Oil stored at Cushing, Okla., the Nymex delivery hub, fell by 2.1 million barrels to 32.1 million barrels.

Refineries reduced their capacity use to 92.6% from 92.9% the week before. Expectations were for refinery runs to fall by 0.6 percentage point.

U.S. crude-oil production rose by 100,000 barrels a day to 13.3 million barrels a day, while imports were up 1.2 million barrels a day at 7.42 million barrels a day and exports increased by 1.7 million barrels a day to little over 5 million barrels a day, the EIA said.

Crude futures extended gains following the inventories report, with West Texas Intermediate for February delivery up 2.1% at $74.10 a barrel, and the March contract for international benchmark Brent up 1.5% at $79.07 a barrel.

Earlier Thursday, the International Energy Agency said it expects global oil demand to grow by 1.2 million barrels a day this year, up from 1.1 million barrels a day forecast in its December report but less than the 1.5 million barrels-a-day increase it sees for this year's oil supply.

The drop in crude-oil inventories after the American Petroleum Institute on Wednesday had reported a build for last week "caught traders off balance," said Dennis Kissler, senior vice president at BOK Financial. The draw on crude stocks at Cushing was positive for oil, while builds in product inventories are expected at this time of year and "not really that negative to the market," he added.

U.S. gasoline stocks rose by 3.1 million barrels last week to 248.1 million against expectations of a 2.5 million-barrel build in the Journal survey. Gasoline inventories are slightly above the five-year average, the EIA said.

Gasoline production fell by 291,000 barrels a day to 9.4 million barrels a day, while gasoline demand was steady at 8.3 million barrels a day.

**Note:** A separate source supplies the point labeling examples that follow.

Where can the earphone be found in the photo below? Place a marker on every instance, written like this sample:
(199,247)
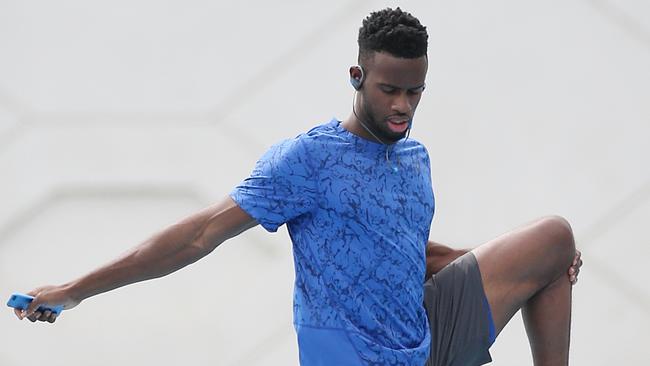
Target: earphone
(357,82)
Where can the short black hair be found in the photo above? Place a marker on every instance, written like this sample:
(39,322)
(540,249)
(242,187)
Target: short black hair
(393,31)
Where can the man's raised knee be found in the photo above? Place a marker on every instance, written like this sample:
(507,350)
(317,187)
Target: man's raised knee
(560,235)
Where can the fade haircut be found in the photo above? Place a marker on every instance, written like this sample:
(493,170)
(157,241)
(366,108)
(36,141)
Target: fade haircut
(392,31)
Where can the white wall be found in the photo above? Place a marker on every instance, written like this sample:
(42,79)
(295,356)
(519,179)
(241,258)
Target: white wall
(118,118)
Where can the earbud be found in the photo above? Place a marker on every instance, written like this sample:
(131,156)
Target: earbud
(357,82)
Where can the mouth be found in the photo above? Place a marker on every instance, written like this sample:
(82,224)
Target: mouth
(398,124)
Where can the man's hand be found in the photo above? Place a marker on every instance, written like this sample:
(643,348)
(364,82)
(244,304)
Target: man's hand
(47,295)
(575,268)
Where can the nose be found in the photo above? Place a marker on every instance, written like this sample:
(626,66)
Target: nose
(402,104)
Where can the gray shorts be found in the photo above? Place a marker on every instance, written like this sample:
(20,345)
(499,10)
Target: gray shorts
(462,329)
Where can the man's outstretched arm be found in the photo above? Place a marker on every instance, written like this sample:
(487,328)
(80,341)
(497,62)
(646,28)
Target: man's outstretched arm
(165,252)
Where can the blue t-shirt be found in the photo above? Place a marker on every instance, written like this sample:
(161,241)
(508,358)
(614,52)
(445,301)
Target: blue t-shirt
(359,223)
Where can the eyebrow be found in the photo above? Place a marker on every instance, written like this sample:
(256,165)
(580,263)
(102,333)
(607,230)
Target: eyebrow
(397,87)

Distillate stocks, mostly diesel fuel, increased by 2.4 million barrels to 134.8 million barrels and are around 3% below the five-year average. Expectations were for a distillate stock build of 600,000 barrels. Demand for distillate fuels rose by 213,000 barrels a day to 3.6 million barrels a day, while production fell by 265,000 barrels a day to 4.9 million barrels a day.


 
Change in U.S. oil inventories for the week ended Jan. 12: 
 
                   Crude       Gasoline      Distillates         Refinery Use 
EIA data:          -2.5           3.1            2.4                 -0.3 
Forecast:          -0.9           2.5            0.6                 -0.6 
 

Note: Numbers in millions of barrels, with the exception of refinery use, which is in percentage points.